These "charming" yellow things around BC are not gummies

Apr 28 2023, 5:56 pm

If you’ve even briefly explored the BC wilderness or even parks around Vancouver, you might have encountered these yellow gummies.

You’ve also probably already realized that they’re not gummies, so what are they?

As Bill Nye would say, “Consider the following.”


Are you ready for this Alpine jelly?

yellow gummy

Arty Alison/Shutterstock

There are several names for these yellow gummies and “yellow gummies” is not one of them.

These cute, appetizing-looking things are called heterotextus alpinus or guepiniopsis alpina. More simply, they are referred to as Alpine jelly cones.

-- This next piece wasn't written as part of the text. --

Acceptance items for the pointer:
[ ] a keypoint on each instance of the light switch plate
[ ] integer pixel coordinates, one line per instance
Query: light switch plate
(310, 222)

We connected with Professor Mary Berbee from UBC’s Department of Botany, who kindly agreed to share her wisdom about heterotextus alpinus.

These gummy-looking things are a type of fungus.

“The fungi are tiny and tasteless but charming in their own way. Children might occasionally nibble on them since they look like candy,” Berbee said.

Thankfully, Berbee added that there are no cases she has heard of when they’ve made anyone sick, and she suspects they’re harmless.

Berbee also shared a map from iNaturalist that shows how prominent these fungi are around the province and Vancouver.

bc yellow gummies


These fungi are commonly found on sticks and small brunches.

“They’re one of many different kinds of jelly fungi, and like other jelly fungi, they swell up and release spores from their top surfaces when it’s moist and then dry down to a shiny layer on the stick when it’s too dry to sporulate. I don’t know why they’re as colourful as they are, but their ability to swell is part of what gives them the gummy bear look,” Berbee noted.

Berbee also says they’re harmless to touch, and if you do get a chance to touch one, you’ll notice that they’re softer than a gummy bear and that the outside surface is much slipperier than the candy.

“They play a role as decomposers and recyclers of wood. The part you see is only a small part of the fungus. The rest of the fungus, the thread-like hyphae, are immersed in the wood, secreting digestive enzymes and then absorbing the dissolved nutrients that the fungus needs to grow.”